Avec ses réserves colossales de bauxite — les plus importantes au monde — la Guinée a longtemps été considérée comme un gisement à ciel ouvert au service des grandes puissances industrielles. Mais depuis l’arrivée au pouvoir du colonel Mamadi Doumbouya en septembre 2021, le pays opère un virage stratégique : revoir les conditions d’exploitation minière, imposer des obligations de transformation locale, et reprendre le contrôle sur les permis dormants ou spéculatifs.
Face à la pression des autorités, plusieurs majors du secteur ont annoncé des projets de raffineries d’alumine sur le sol guinéen — une étape cruciale vers une véritable valorisation locale du minerai.
Parmi les projets les plus avancés, SMB-Winning Consortium prévoit la construction d’une raffinerie d’alumine à Dapilon, dans la région de Boké, pour un investissement estimé à plus de 1,2 milliard de dollars. Le projet comprend également une centrale thermique dédiée et un port minéralier intégré. L’usine devrait, selon les prévisions, produire 1 million de tonnes d’alumine par an à partir de 2026.
Quand a elle, la GAC (filiale d’Emirates Global Aluminium) étudie la construction d’une raffinerie à Kamsar. Si le groupe émirati reste discret sur les délais, il a signé un accord de principe avec le gouvernement pour respecter le décret imposant la transformation locale.
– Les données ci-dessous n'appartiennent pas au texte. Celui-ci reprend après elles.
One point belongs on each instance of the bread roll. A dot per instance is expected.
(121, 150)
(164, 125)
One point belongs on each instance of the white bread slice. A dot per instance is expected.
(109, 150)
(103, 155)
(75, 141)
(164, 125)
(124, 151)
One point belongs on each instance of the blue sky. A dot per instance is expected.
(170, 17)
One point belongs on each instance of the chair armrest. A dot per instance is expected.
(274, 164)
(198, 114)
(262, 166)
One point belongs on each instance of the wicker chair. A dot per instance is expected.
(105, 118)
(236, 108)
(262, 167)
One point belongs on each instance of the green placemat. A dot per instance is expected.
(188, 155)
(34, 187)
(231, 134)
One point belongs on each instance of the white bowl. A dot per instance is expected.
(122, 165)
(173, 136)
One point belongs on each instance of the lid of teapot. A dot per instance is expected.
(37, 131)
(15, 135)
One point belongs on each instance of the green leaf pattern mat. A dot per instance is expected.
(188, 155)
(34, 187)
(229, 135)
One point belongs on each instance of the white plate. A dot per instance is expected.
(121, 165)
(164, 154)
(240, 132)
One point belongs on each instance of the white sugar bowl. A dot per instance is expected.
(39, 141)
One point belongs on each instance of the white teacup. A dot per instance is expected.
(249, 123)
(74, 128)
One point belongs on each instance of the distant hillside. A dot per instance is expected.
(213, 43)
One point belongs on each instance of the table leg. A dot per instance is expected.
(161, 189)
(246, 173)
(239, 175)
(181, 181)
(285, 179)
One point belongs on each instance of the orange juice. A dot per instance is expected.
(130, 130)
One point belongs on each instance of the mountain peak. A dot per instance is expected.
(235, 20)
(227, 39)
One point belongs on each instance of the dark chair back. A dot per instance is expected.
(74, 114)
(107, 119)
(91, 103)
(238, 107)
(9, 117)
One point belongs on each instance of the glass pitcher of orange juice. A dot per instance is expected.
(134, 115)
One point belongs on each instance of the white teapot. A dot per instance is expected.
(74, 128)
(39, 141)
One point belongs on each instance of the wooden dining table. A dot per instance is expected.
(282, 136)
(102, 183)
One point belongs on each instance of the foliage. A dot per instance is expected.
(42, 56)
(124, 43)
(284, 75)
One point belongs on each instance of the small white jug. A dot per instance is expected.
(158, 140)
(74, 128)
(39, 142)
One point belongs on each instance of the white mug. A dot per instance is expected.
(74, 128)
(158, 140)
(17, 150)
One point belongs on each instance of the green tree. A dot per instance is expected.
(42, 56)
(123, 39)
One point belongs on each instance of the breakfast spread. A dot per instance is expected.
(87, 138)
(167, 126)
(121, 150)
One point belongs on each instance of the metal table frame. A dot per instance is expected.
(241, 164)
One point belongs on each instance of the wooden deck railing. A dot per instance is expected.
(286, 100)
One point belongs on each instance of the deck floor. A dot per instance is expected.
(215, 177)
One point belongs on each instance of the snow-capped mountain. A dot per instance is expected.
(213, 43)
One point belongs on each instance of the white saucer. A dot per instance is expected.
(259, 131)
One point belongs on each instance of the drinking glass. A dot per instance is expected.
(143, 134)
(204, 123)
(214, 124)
Enfin, Rusal, de son côté, a relancé le projet de modernisation de l’usine d’alumine de Friguia, dont la capacité pourrait dépasser les 600 000 tonnes par an. Toutefois, les sanctions occidentales contre le groupe russe pourraient fragiliser les financements nécessaires.
Ces projets sont présentés comme les premiers jalons vers un écosystème industriel intégré, mais ils accusent encore des retards structurels liés aux questions d’accès à l’énergie, d’infrastructures logistiques et de financement. L’État guinéen réclame des engagements fermes, des calendriers précis et des garanties d’investissement, menaçant de retirer les permis aux entreprises récalcitrantes.
En mai et juin 2025, le ministère des Mines et de la Géologie a franchi un cap inédit en retirant plusieurs permis miniers à des sociétés inactives ou spéculatives. Cette vague de révocations s’inscrit dans une politique volontariste visant à nettoyer le cadastre minier et assainir le climat des affaires.
Cette politique de recentrage sur les acteurs crédibles vise à envoyer un signal clair : les ressources guinéennes ne peuvent plus être immobilisées à des fins spéculatives, au détriment de l’intérêt national.
Pour le colonel Doumbouya, il s’agit d’un impératif de souveraineté économique. Lors d’un discours à Boké en avril 2025, il déclarait : « Le temps des contrats léonins est révolu. Ceux qui veulent extraire notre bauxite doivent aussi participer à sa transformation ici. »
En plaçant la transformation locale au cœur de sa politique minière, la Guinée tente de briser la malédiction des matières premières. Mais pour réussir ce pari industriel, elle devra trouver un équilibre subtil : attirer et sécuriser les investissements tout en renforçant la régulation et la gouvernance. Dans ce jeu d’équilibriste, l’enjeu n’est pas seulement économique, il est éminemment politique — faire de la bauxite non pas une malédiction, mais un moteur de développement souverain.